🤖 AI Summary
This work addresses the high computational cost and heavy reliance on fine-grained human annotations in process supervision for reward modeling. To this end, we propose EDU-PRM, a novel framework for efficient process reward modeling. Our method introduces the first logit-distribution entropy–based self-assessment mechanism, enabling uncertainty-aware dynamic step partitioning without manual labeling or fixed step lengths.
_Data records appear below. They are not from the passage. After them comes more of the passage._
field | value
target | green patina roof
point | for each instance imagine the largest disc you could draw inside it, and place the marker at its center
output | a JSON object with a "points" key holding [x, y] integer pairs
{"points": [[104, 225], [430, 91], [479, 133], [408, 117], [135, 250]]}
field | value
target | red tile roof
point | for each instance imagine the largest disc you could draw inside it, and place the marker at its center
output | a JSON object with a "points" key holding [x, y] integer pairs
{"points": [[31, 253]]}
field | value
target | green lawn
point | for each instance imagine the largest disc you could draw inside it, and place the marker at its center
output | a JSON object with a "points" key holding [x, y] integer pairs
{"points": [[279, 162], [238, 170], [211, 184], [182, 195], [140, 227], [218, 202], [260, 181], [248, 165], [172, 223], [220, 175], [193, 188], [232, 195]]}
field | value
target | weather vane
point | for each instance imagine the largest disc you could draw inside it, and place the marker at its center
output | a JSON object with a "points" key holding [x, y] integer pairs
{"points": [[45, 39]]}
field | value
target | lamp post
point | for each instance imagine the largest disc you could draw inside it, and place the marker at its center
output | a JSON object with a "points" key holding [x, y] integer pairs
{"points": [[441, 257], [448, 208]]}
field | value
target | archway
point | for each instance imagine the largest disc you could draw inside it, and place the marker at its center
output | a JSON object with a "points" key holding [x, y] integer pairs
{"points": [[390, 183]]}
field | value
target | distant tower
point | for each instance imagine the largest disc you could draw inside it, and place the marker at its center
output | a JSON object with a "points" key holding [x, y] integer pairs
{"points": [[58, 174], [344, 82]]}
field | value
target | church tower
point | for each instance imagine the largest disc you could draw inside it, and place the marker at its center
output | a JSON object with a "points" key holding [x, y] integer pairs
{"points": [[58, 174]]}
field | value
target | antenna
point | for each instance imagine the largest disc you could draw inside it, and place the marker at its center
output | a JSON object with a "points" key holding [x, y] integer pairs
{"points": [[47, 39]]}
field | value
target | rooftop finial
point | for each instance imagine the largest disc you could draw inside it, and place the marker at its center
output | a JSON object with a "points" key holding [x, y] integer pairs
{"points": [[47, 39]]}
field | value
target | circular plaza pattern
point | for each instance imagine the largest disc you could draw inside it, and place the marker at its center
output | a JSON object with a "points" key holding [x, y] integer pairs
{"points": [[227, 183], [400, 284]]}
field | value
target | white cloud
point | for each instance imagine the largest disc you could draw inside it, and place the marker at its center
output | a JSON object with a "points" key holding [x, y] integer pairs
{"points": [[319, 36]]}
Furthermore, by integrating lightweight query generation with Qwen2.5-72B adaptation, EDU-PRM achieves 71.1% accuracy using only 7,500 generated queries—nearly matching the 71.6% accuracy of the full-scale PRM—while reducing query cost by 98%. The framework significantly improves both efficiency and scalability of process reward modeling, offering a practical solution for large-language-model–based reinforcement learning from process feedback.
📝 Abstract
This paper presents the Entropy-Driven Unified Process Reward Model (EDU-PRM), a novel framework that approximates state-of-the-art performance in process supervision while drastically reducing training costs. EDU-PRM introduces an entropy-guided dynamic step partitioning mechanism, using logit distribution entropy to pinpoint high-uncertainty regions during token generation dynamically. This self-assessment capability enables precise step-level feedback without manual fine-grained annotation, addressing a critical challenge in process supervision. Experiments on the Qwen2.5-72B model with only 7,500 EDU-PRM-generated training queries demonstrate accuracy closely approximating the full Qwen2.5-72B-PRM (71.1% vs. 71.6%), achieving a 98% reduction in query cost compared to prior methods. This work establishes EDU-PRM as an efficient approach for scalable process reward model training.